Josh James: I mean I think about that the same way always. It just depends on if anybody ever brought us an offer and then we would take a look at it and evaluate that relative to the opportunity we have in the marketplace and relative to what we think the long-term value of the shares should be. And right now, I’d say, despite some of the short-term headwinds that I think most people are dealing with, there’s certainly a few exceptions as you read everybody’s earnings calls. But most people are dealing with a lot of these similar things. Despite that, like we tried to indicate on the call, we’re actually pretty excited about the future. We’re really excited about the people that we have here. And we’re really excited about the opportunity where we’re sitting.
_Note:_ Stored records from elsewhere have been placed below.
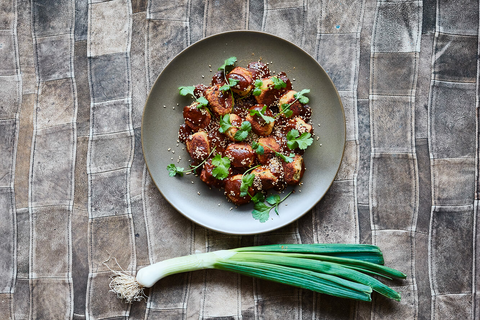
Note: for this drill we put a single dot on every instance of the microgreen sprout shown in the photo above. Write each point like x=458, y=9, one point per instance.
x=278, y=83
x=300, y=97
x=295, y=140
x=261, y=114
x=261, y=210
x=173, y=170
x=257, y=90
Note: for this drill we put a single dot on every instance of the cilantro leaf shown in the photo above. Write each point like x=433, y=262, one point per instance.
x=231, y=83
x=258, y=84
x=261, y=114
x=203, y=102
x=278, y=83
x=302, y=142
x=261, y=212
x=229, y=62
x=285, y=158
x=174, y=170
x=247, y=182
x=184, y=91
x=221, y=167
x=300, y=96
x=225, y=123
x=258, y=148
x=243, y=131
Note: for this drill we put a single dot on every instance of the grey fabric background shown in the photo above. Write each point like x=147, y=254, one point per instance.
x=74, y=76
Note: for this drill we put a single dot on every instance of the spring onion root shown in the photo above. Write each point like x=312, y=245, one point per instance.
x=341, y=270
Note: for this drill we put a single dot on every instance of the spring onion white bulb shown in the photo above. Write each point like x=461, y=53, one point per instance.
x=342, y=270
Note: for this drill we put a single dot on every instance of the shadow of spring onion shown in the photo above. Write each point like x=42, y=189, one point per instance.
x=341, y=270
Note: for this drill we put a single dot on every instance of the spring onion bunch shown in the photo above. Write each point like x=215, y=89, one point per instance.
x=341, y=270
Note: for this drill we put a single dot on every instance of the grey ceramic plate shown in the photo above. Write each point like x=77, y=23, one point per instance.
x=209, y=207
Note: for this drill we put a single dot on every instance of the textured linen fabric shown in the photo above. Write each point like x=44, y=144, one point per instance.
x=74, y=189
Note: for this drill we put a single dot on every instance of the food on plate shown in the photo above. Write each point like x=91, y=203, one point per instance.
x=246, y=132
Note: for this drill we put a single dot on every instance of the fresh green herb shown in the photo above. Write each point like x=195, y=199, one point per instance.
x=285, y=158
x=261, y=211
x=257, y=90
x=221, y=167
x=243, y=131
x=261, y=114
x=231, y=83
x=225, y=123
x=229, y=62
x=299, y=96
x=203, y=102
x=278, y=83
x=258, y=148
x=340, y=270
x=173, y=170
x=295, y=140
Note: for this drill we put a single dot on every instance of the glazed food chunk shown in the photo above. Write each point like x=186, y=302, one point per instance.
x=244, y=81
x=259, y=125
x=246, y=132
x=270, y=146
x=241, y=155
x=272, y=89
x=293, y=171
x=198, y=146
x=221, y=102
x=266, y=178
x=236, y=122
x=195, y=117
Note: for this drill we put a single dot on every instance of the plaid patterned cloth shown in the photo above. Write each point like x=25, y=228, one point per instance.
x=74, y=190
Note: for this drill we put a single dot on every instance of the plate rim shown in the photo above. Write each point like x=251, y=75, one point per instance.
x=270, y=228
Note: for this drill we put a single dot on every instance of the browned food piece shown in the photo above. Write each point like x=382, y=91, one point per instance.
x=236, y=122
x=269, y=94
x=259, y=126
x=199, y=90
x=221, y=102
x=244, y=78
x=232, y=190
x=298, y=109
x=293, y=171
x=198, y=146
x=266, y=178
x=196, y=118
x=258, y=69
x=207, y=175
x=241, y=155
x=270, y=146
x=298, y=124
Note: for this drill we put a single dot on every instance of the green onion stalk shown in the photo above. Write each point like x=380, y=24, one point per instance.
x=342, y=270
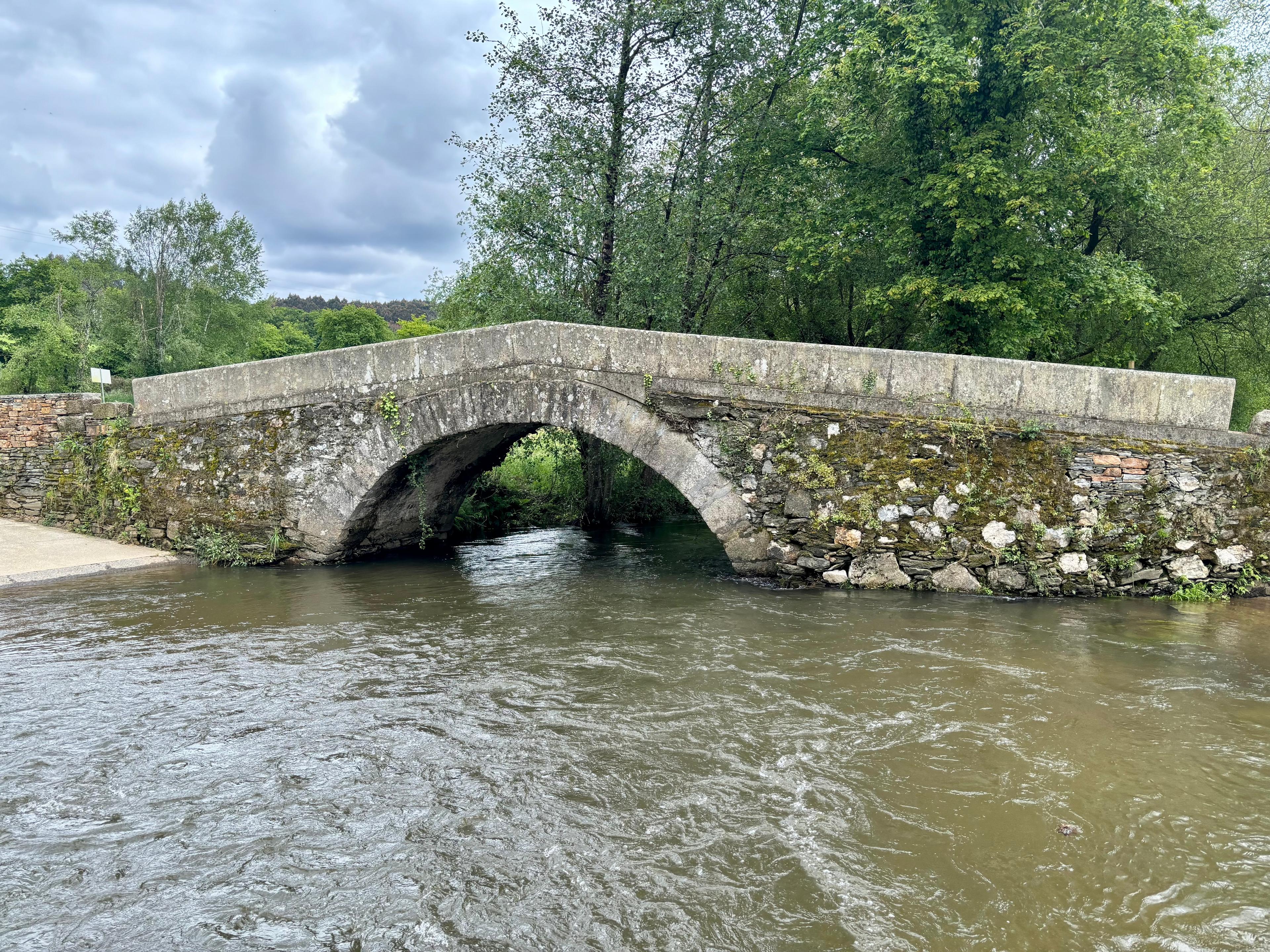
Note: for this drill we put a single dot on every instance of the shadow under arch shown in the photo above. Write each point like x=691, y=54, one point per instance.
x=447, y=438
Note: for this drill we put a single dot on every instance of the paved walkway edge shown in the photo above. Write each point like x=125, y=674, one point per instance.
x=88, y=569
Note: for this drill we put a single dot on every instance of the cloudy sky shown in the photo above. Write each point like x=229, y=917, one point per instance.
x=324, y=122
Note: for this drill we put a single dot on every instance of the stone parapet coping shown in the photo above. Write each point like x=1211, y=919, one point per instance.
x=1060, y=397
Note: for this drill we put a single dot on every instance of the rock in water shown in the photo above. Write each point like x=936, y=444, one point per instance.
x=878, y=572
x=999, y=535
x=955, y=578
x=1074, y=564
x=1191, y=568
x=1002, y=577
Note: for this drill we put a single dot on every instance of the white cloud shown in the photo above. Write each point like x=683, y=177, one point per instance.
x=324, y=122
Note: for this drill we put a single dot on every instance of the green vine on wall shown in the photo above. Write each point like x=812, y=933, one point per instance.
x=101, y=488
x=388, y=408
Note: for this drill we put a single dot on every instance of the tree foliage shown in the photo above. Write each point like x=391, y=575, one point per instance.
x=1047, y=179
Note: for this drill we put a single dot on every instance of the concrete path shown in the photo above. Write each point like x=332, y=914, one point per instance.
x=42, y=554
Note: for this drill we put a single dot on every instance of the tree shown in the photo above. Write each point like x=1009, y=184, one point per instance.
x=350, y=327
x=997, y=160
x=183, y=258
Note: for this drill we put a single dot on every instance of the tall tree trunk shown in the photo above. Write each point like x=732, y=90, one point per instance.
x=599, y=464
x=690, y=306
x=614, y=169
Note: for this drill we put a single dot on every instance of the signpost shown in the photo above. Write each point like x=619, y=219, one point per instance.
x=101, y=376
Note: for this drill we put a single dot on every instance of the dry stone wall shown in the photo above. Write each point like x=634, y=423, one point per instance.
x=813, y=465
x=32, y=427
x=962, y=506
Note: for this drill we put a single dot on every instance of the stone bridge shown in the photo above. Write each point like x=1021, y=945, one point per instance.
x=818, y=464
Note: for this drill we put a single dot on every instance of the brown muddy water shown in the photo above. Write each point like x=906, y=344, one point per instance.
x=566, y=742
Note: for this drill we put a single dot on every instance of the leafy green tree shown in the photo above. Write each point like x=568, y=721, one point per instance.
x=44, y=351
x=418, y=328
x=183, y=262
x=350, y=327
x=281, y=341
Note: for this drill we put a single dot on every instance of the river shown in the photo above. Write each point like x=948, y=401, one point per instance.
x=566, y=742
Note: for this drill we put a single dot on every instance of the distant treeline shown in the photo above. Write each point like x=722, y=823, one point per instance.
x=172, y=289
x=393, y=311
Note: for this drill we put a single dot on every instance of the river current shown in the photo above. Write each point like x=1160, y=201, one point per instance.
x=557, y=740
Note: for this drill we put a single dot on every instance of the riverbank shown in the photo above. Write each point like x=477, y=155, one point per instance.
x=44, y=554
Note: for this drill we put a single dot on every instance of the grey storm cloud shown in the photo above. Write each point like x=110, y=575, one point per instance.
x=325, y=124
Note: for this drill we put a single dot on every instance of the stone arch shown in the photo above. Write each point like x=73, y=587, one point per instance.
x=451, y=436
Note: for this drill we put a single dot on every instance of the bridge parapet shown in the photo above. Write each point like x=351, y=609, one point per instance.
x=817, y=465
x=1096, y=400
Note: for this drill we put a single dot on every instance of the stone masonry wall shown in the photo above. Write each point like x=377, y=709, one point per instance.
x=835, y=498
x=959, y=506
x=31, y=428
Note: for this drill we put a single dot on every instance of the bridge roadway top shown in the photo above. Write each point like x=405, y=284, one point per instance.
x=1099, y=400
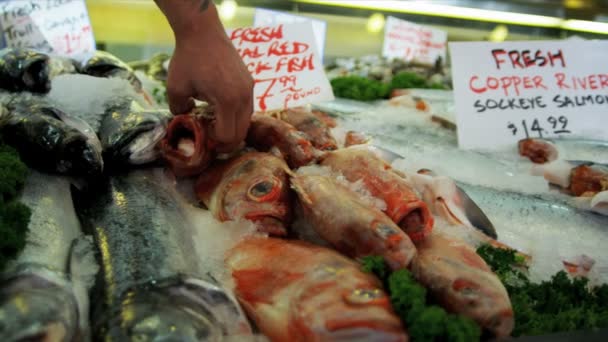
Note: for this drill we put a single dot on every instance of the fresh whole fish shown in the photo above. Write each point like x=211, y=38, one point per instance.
x=350, y=225
x=463, y=283
x=579, y=178
x=538, y=150
x=187, y=147
x=130, y=134
x=295, y=291
x=569, y=149
x=151, y=287
x=546, y=227
x=43, y=293
x=355, y=138
x=53, y=141
x=403, y=205
x=449, y=202
x=24, y=69
x=253, y=186
x=315, y=129
x=266, y=133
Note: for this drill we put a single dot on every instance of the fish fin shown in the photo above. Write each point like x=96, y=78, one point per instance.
x=83, y=269
x=257, y=285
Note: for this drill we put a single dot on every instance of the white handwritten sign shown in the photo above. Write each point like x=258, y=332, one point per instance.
x=60, y=27
x=413, y=42
x=265, y=17
x=285, y=65
x=505, y=92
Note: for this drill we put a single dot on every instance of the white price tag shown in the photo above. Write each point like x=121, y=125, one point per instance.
x=60, y=27
x=285, y=65
x=413, y=42
x=264, y=17
x=505, y=92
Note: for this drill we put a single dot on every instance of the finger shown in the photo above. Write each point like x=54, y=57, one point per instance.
x=180, y=100
x=243, y=120
x=223, y=130
x=227, y=148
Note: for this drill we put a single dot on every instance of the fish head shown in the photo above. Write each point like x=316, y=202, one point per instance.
x=29, y=68
x=137, y=136
x=186, y=147
x=253, y=186
x=462, y=282
x=190, y=311
x=80, y=157
x=340, y=303
x=33, y=309
x=539, y=151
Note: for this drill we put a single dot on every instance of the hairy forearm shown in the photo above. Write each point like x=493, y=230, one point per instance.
x=190, y=17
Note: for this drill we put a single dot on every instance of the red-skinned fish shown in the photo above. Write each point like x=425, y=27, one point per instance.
x=295, y=291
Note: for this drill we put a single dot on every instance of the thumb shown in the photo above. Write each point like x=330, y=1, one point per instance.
x=180, y=100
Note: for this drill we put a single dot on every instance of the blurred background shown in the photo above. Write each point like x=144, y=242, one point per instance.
x=136, y=29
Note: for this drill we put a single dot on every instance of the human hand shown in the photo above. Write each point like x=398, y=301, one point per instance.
x=206, y=66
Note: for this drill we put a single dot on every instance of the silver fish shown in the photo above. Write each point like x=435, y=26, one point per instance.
x=129, y=133
x=151, y=287
x=543, y=224
x=43, y=293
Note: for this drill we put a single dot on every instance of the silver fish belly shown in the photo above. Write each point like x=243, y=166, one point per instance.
x=39, y=297
x=150, y=287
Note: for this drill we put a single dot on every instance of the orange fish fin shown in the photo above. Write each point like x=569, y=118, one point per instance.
x=259, y=285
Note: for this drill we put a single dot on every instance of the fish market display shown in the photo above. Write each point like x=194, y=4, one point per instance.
x=24, y=69
x=150, y=285
x=547, y=150
x=44, y=137
x=267, y=133
x=130, y=134
x=43, y=293
x=336, y=212
x=326, y=297
x=403, y=205
x=254, y=186
x=187, y=147
x=317, y=131
x=104, y=64
x=463, y=283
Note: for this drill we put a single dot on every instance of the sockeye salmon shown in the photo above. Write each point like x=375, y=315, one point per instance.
x=315, y=129
x=267, y=133
x=347, y=223
x=253, y=186
x=151, y=287
x=463, y=283
x=403, y=205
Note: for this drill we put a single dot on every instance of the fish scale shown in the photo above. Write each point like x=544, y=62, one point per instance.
x=151, y=286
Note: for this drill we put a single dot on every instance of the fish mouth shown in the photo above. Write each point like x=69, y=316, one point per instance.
x=80, y=157
x=142, y=149
x=36, y=75
x=34, y=309
x=271, y=223
x=189, y=311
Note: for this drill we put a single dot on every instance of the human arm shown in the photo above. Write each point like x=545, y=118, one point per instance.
x=206, y=66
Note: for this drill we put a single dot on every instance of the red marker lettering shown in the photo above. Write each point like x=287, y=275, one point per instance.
x=475, y=89
x=561, y=77
x=496, y=53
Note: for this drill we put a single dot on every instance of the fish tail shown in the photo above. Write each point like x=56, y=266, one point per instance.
x=83, y=269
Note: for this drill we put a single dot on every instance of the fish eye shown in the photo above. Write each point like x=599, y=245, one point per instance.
x=264, y=190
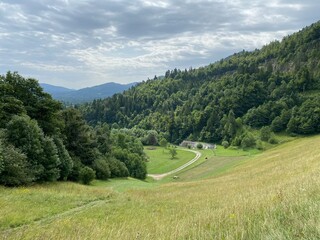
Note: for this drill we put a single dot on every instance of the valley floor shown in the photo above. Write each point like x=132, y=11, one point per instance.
x=272, y=195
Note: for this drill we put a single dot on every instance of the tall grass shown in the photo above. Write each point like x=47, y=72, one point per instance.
x=274, y=195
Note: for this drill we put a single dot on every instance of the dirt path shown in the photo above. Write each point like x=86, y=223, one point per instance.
x=49, y=219
x=162, y=175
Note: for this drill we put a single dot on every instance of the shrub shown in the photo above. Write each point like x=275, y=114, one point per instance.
x=225, y=144
x=265, y=133
x=248, y=141
x=16, y=170
x=273, y=140
x=199, y=146
x=102, y=169
x=86, y=175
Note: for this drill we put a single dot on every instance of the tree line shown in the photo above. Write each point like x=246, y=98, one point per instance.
x=42, y=141
x=275, y=87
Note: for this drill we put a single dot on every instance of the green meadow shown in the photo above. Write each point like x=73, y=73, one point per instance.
x=227, y=194
x=160, y=161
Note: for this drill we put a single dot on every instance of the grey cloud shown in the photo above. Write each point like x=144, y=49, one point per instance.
x=121, y=40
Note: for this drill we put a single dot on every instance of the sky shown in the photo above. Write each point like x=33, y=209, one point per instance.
x=82, y=43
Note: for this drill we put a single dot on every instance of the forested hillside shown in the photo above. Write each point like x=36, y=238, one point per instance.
x=276, y=88
x=40, y=141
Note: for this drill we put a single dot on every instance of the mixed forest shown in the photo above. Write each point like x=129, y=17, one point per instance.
x=42, y=141
x=274, y=89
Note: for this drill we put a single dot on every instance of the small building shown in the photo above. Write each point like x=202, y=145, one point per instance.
x=190, y=144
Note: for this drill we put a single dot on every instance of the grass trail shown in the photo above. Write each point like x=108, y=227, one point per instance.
x=273, y=195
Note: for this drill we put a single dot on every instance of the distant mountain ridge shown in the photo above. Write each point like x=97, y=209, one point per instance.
x=72, y=96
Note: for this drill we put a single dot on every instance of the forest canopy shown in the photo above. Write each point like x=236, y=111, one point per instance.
x=41, y=141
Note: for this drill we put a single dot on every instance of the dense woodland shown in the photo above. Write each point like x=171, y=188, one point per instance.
x=276, y=88
x=40, y=141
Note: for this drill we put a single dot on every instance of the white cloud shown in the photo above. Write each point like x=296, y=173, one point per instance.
x=126, y=41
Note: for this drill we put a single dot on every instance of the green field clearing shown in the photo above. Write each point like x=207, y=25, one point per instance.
x=159, y=159
x=272, y=195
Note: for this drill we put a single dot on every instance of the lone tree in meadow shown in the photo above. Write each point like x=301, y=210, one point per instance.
x=173, y=152
x=163, y=143
x=199, y=146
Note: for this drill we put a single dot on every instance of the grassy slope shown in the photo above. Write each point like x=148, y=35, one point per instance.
x=160, y=159
x=274, y=195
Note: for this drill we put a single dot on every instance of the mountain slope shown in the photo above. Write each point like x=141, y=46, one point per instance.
x=277, y=86
x=54, y=89
x=85, y=94
x=274, y=195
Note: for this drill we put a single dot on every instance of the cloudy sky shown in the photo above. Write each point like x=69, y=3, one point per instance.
x=80, y=43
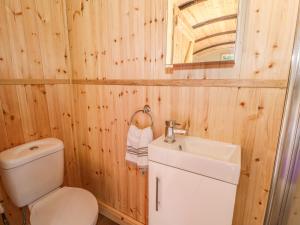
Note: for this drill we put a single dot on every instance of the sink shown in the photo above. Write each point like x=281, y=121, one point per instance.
x=217, y=160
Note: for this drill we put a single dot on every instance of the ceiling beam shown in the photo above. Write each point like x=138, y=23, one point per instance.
x=215, y=20
x=213, y=46
x=190, y=3
x=215, y=35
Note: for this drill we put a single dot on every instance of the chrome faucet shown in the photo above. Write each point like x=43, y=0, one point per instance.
x=171, y=130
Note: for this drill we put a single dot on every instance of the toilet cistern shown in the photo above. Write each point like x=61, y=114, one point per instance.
x=171, y=130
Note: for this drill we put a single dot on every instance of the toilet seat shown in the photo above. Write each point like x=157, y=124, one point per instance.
x=65, y=206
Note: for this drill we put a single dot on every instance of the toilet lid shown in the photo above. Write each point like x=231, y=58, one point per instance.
x=65, y=206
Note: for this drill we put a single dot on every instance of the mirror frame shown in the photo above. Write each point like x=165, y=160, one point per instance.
x=203, y=65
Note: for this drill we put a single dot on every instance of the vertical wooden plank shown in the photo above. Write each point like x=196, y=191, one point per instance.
x=264, y=152
x=67, y=127
x=27, y=115
x=4, y=142
x=246, y=117
x=17, y=43
x=5, y=57
x=36, y=95
x=32, y=41
x=222, y=103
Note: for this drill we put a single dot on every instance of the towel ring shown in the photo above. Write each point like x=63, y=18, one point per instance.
x=146, y=110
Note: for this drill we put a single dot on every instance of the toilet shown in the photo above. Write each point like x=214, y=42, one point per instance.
x=32, y=175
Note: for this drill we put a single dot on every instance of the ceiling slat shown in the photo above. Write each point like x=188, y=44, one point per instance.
x=216, y=34
x=215, y=20
x=213, y=46
x=189, y=4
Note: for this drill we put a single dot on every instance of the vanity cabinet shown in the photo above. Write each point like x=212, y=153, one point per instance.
x=180, y=197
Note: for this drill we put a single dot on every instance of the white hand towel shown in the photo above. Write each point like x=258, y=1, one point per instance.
x=137, y=145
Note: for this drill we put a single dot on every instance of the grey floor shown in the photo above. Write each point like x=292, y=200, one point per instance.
x=105, y=221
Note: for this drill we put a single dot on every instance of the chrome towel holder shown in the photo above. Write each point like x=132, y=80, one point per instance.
x=146, y=110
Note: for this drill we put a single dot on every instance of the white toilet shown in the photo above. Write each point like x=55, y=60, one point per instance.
x=32, y=175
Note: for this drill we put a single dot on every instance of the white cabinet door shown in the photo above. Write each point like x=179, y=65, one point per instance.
x=178, y=197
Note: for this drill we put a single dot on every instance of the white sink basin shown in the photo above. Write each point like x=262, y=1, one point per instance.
x=217, y=160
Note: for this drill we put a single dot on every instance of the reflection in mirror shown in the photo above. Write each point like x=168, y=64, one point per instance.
x=201, y=31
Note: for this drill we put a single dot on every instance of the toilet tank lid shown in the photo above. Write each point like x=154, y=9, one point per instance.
x=28, y=152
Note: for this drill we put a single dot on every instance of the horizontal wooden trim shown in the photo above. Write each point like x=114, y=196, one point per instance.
x=115, y=215
x=248, y=83
x=215, y=20
x=204, y=65
x=33, y=81
x=213, y=46
x=190, y=83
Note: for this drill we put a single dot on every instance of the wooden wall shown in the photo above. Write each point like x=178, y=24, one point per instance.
x=83, y=47
x=34, y=47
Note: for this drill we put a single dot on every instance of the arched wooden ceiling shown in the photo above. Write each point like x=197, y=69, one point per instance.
x=212, y=22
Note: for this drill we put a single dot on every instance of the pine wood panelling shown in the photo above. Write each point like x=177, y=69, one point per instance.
x=243, y=116
x=31, y=112
x=119, y=46
x=127, y=53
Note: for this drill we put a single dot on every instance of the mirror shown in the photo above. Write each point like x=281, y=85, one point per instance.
x=202, y=32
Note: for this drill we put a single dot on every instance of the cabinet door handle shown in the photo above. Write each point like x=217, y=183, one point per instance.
x=156, y=196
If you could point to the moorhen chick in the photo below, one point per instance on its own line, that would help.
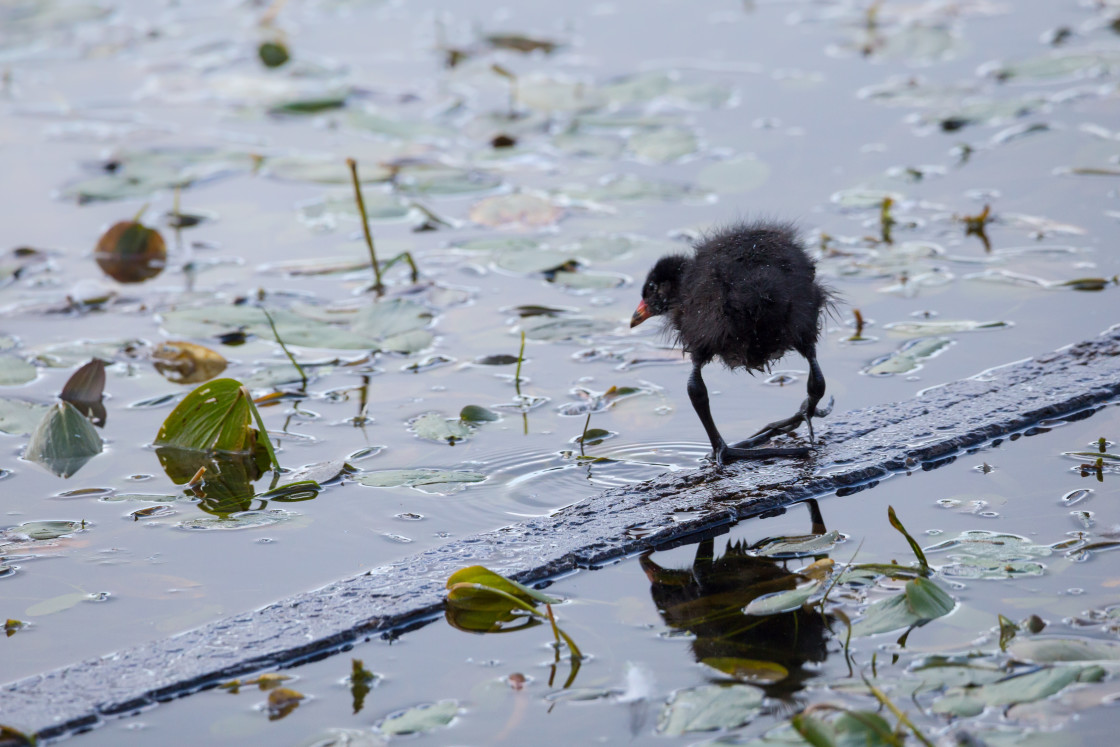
(748, 296)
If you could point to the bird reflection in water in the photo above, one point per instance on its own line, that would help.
(708, 600)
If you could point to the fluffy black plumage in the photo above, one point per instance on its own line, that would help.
(747, 296)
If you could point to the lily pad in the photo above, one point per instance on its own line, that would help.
(417, 477)
(435, 427)
(708, 708)
(735, 175)
(516, 209)
(64, 440)
(420, 719)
We talked a lot about AI. I mean when ChatGPT starts getting exciting and everyone is talking about it and you want to have prompts to enable instead of using Beast Mode or using SQL, you can do it in ChatGPT. That’s cool. It’s really interesting. It’s exciting, and we’re definitely excited about that. But the fact that you can take any BI — any AI model that’s out there and you can automate the whole process inside Domo, you can apply any particular model that’s sitting out there in Hugging Face, and you want to get a bunch of data that you have in your business and you want to apply those models to that dataset, how do you do that? Well, we happen to have the first mile done. And then we can allow you to do the second — to take that model and apply that AI power to your business right now.
And then we have the last mile. You want to move the benefit out of that and distribute that out to people in your organization. You want to have that continue to automatically work inside your organization with updated data as it comes through. We’re one of the few places you can do that. So we’re really excited about that as well.
Patrick Walravens: Okay. Last one, I’m sorry, it goes along. So what steps do you think you guys can take to help build back shareholder value until we get through this tough macro and until we get through this consumption shift?
Josh James: Yes. I mean I think the consumption shift is not — there’s nothing negative about that in our business. So I don’t think that’s any — in fact, that’s just positive. It’s positive as we go through it. It’s positive every step of the way. We don’t have to wait for the benefit. We’re getting the benefit — every time we incrementally improve that, we’re getting a benefit. And I think the other thing that’s really important in this kind of an environment is that you make sure that you’re not burning cash, you make sure that you have a positive operating margin. And I think we’re being really judicious about that. We have a lot of levers that we can still pull that we don’t need to pull yet, and hopefully, we don’t have to. And so I think you just continue to hang around the hoop, keep the capacity there and keep building great products, and we feel really good about our prospects on that front.
Patrick Walravens: Okay, thank you.
Josh James: Yes. You bet. Thanks, Patrick.
Operator: Your next question comes from the line of Sanjit Singh with Morgan Stanley. Your line is open.
Sanjit Singh: Yes, thanks for taking the questions. Going back to the topic of consumption. I was wondering, with the 10% of the base that has moved on to consumption, has there been — is there any sort of accounting rev rec headwind that’s associated with it? So if you’re bringing a customer on via subscription versus consumption, is there any sort of rev rec differences that we should be aware of that could also be a headwind to revenue? I know you said deal sizes are bigger with consumption. So does it sounds like on a TCV basis that there’s any impact there? But just wanted to kind of check if there was any headwinds as customers move from — come on board via consumption versus subscription.